08 juin 2016

Brexit: piètre débat du siècle...

A deux semaines du vote crucial de la Grande-Bretagne pour le maintien ou la sortie du pays de l'Union Européenne, la chaîne ITV organisa mardi soir un débat entre les champions des deux camps - James Cameron, Premier Ministre en exercice, contre Nigel Farage, leader du UKIP (Parti pour l'Indépendance du Royaume-Uni).
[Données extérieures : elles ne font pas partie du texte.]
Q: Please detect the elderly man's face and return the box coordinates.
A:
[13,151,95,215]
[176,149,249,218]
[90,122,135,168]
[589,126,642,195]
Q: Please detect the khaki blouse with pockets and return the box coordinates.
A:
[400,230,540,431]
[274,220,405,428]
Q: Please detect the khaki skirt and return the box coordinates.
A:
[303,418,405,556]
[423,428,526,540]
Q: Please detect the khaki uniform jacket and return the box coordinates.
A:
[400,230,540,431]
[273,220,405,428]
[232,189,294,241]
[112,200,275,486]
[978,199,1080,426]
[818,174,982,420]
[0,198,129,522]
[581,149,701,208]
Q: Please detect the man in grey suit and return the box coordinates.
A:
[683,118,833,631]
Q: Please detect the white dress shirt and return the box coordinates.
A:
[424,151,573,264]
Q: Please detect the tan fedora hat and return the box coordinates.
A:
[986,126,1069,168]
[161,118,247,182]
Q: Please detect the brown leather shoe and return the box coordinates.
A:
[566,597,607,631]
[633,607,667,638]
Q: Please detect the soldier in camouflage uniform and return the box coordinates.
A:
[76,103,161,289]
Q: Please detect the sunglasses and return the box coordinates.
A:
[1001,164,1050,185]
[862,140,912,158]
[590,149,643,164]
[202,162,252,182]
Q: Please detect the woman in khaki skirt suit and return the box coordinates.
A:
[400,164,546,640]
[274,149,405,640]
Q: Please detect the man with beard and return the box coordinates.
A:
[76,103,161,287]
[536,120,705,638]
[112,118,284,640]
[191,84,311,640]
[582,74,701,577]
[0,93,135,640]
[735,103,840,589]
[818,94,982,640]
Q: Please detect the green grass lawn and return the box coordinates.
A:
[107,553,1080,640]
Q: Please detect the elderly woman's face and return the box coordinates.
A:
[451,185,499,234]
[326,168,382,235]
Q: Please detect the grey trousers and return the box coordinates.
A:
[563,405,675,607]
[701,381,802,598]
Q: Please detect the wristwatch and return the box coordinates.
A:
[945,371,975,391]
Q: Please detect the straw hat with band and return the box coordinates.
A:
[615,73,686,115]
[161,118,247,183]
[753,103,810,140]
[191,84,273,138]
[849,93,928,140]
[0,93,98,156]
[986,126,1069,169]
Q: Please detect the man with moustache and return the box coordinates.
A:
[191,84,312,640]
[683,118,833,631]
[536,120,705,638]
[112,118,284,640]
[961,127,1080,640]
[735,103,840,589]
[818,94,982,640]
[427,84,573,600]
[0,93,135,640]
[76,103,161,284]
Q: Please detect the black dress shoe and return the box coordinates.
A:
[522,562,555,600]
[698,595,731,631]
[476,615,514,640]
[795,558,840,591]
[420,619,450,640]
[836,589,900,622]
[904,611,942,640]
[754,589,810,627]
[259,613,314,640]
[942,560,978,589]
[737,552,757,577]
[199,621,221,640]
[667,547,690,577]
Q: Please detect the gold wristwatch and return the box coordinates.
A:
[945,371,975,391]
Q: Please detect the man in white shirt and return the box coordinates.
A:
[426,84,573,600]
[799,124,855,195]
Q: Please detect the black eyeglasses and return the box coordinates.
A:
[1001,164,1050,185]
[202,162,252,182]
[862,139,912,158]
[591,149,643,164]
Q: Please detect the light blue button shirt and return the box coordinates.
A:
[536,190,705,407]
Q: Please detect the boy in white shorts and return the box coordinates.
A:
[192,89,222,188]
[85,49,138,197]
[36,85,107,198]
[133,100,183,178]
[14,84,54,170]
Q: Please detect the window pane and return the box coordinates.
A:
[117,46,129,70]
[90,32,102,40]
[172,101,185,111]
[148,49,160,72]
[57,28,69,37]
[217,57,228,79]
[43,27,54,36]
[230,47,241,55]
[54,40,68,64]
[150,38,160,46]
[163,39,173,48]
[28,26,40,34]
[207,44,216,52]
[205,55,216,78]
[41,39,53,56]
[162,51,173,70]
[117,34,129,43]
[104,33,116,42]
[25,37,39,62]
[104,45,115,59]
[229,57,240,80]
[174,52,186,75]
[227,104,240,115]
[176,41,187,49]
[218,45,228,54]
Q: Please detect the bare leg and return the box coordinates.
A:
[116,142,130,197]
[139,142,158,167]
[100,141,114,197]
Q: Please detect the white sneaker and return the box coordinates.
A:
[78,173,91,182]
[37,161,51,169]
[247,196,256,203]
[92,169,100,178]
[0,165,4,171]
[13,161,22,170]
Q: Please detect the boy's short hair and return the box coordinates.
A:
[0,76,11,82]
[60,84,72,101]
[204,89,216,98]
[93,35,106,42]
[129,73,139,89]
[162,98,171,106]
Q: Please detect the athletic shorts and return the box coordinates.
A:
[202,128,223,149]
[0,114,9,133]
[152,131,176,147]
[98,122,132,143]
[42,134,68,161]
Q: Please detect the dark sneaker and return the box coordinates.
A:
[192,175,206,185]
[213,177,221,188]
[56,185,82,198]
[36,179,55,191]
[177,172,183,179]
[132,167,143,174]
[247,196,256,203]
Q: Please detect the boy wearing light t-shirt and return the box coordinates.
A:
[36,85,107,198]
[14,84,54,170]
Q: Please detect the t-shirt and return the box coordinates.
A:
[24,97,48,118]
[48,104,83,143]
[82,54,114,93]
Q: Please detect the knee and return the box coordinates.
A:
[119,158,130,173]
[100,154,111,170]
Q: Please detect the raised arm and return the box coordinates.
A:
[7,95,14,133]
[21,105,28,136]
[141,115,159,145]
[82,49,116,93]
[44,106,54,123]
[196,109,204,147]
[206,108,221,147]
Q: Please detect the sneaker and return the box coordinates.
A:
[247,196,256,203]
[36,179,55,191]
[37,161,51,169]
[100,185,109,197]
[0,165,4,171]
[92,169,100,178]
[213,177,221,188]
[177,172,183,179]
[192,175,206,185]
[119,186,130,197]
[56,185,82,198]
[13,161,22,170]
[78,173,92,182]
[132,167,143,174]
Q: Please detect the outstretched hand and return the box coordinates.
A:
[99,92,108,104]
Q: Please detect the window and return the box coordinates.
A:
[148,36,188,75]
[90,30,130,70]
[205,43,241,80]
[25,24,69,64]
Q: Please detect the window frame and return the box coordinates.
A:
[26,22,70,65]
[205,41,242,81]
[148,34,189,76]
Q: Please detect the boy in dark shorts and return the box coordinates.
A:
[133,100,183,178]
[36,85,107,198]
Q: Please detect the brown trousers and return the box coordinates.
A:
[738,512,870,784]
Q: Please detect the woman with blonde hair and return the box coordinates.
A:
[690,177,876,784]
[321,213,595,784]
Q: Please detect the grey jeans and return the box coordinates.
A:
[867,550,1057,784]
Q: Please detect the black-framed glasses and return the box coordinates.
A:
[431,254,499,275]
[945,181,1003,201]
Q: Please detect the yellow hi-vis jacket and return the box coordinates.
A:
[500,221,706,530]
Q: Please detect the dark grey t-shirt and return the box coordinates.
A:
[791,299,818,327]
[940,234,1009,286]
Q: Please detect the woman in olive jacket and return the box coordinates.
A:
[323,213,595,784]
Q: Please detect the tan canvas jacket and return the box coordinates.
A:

L'émission, bien que courte d'une petite heure, promettait de beaux échanges entre deux orateurs habiles, et peut-être de quoi convaincre les 15% d'indécis, selon les derniers sondages, qui feront pencher la balance alors que les intentions de vote sont au coude-à-coude.

Hélas, le débat ne tint pas ses promesses, puisqu'il fut totalement inexistant. Le format de l'émission fut finalement modifié, apparemment sous les demandes du camp Cameron, pour devenir deux séquences d'une demi-heure où chaque invité devait répondre aux questions des spectateurs, 200 personnes visiblement pas sélectionnées au hasard. La formule finalement choisie avantagea outrageusement le Premier Ministre qui put reprendre et démolir les arguments de son prédécesseur sans risquer la moindre réplique.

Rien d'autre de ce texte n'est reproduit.